Pharaoh resembles modern terrorists | Wisconsin Jewish Chronicle

Pharaoh resembles modern terrorists

Beshallach
Exodus 13:17-17:16
Judges 4:4-5:31

This week’s Torah portion has always been a very powerful and spiritual section of Exodus for me because I am a cantor.

It stands out because of the special poetic writing of the Song of the Sea (Exodus 15:1-19) and the beautiful melody that is assigned to it, which is different from the melody of the regular Shabbat Torah chant.

However, when recently reading the text, the reality of the world around me also became clear and disheartening.

In Exodus, we find a Pharaoh who has enslaved the Jewish people and uses them for manual labor to build his cities. He cares not about their pain and sadness. He is totally narcissistic, wrapped up in his own desires.

He is angered by Moses and the plagues, and does not care about the suffering this has caused his people. The Torah states that “God hardened Pharaoh’s heart” (14:4 and 8) so that he would not let the Israelites go.

He refused to let them go even at the cost of all the first-born males of Egypt, including Pharaoh’s son.

This portion reminds me of the war that Israel recently had with the Palestinians in Gaza. Khaled Mashal, the exiled leader of the Islamic terrorist organization Hamas, cannot see anything besides his own greed and blind hatred.

It is as if he has hardened his heart, and, like Pharaoh, he cannot see reason. He has caused suffering and death for his people, like Pharaoh did.

We remember

Just like Pharaoh, the Palestinians’ leaders have been given many chances to change their minds and accept peace. How many times have Israelis and Jews around the world felt hope that there would be peace in the Middle East and Israel would finally be accepted?

We remember the handshake between Palestine Liberation Organization leader Yasser Arafat and Israeli Prime Minister Yitzhak Rabin in 1993 and the Camp David peace talks that Arafat walked out of in 2000.

We remember how Israeli soldiers forcibly removed Israeli residents from their homes in Gaza in 2005 in the hopes of attaining peace. They even left greenhouses that could have been used to help feed the Palestinian people, but those were destroyed when the Palestinian Authority took over the area.

Just like the Egyptians who were not able to protest to Pharaoh, the Palestinian people have been used as shields and suicide bombers for these terrorists who have no concern for human life.

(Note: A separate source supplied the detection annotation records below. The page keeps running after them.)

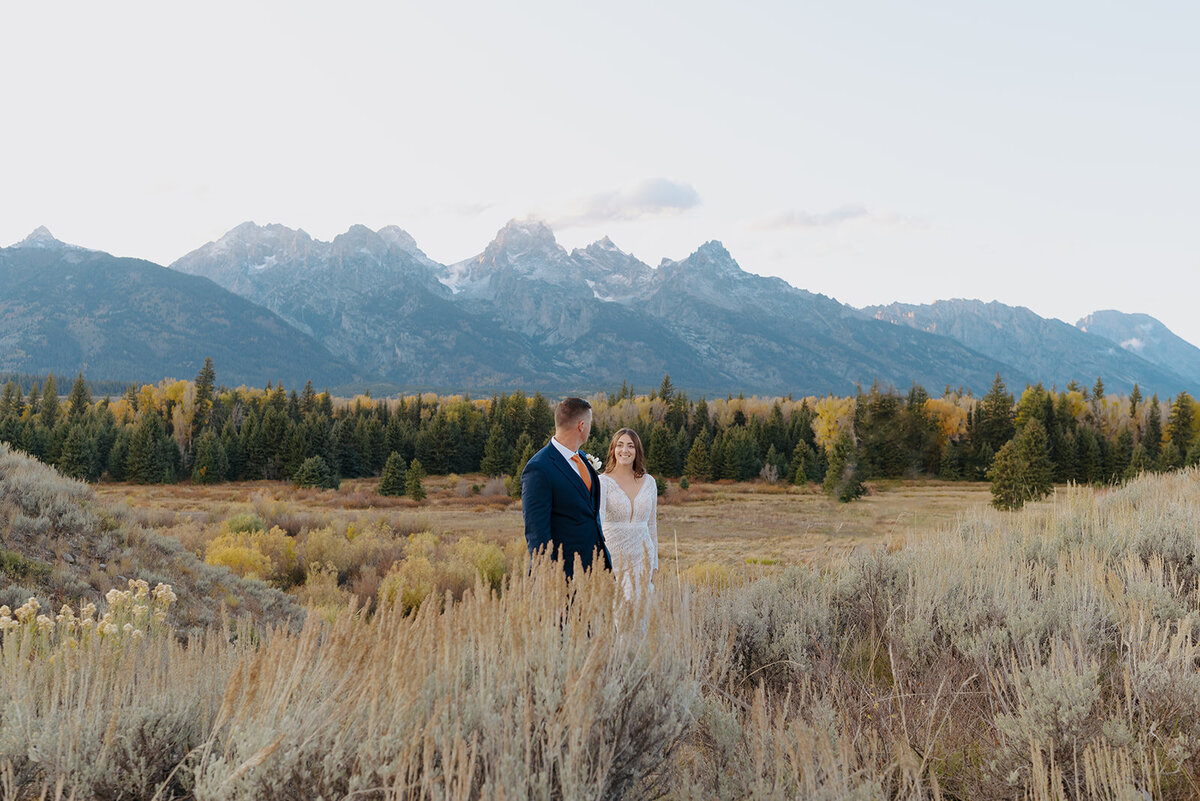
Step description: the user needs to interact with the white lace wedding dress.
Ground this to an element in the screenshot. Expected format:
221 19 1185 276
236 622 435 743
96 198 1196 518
600 474 659 601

After his son dies, the Pharaoh finally agrees to let the Israelites leave Egypt (Exodus 12:31). As they approach the Sea of Reeds, they see Pharaoh’s army following them. Even now, Pharaoh cannot give up his hatred and need for power.

The Egyptians see the miracle of the sea splitting and they follow after the Israelites, and as we know, the sea closed up and swallowed the Egyptians and they drowned. Now we sing this wonderful song of victory because the Israelites were saved.

But our victory song is tempered by a sobering story from the Babylonian Talmud, Tractate Sanhedrin 39b. It says that while the Egyptians were drowning in the sea, the Heavenly Hosts sang in jubilation. God silenced them and said, “My creatures are perishing, and you sing praises?”

This explains to us that all of us are God’s children and that we should sanctify all life.

We were all saddened these past weeks to see the innocent life taken and the pain and suffering that the Palestinian people are going through.

Unfortunately what much of the world does not understand that it is the actions of Hamas — firing rockets deliberately against civilians from positions next to schools, homes and mosques; teaching hate; and refusing to compromise — that underlies Palestinian suffering.

Like Pharaoh, who was treated as a god, Hamas claims to be carrying out the desire of God, and that victory will be theirs. What victory can come out of hatred for another religion or people?

How much longer will the hearts of these terrorist leaders be hardened? How much longer before there is peace in the land?

May God “soften” their hearts and help the people of the land find a way to obtain peace. May we all then sing a song of praise to God proclaiming that people can indeed live side by side in peace.

Cantor Deborah Martin serves Temple Beth El in Madison.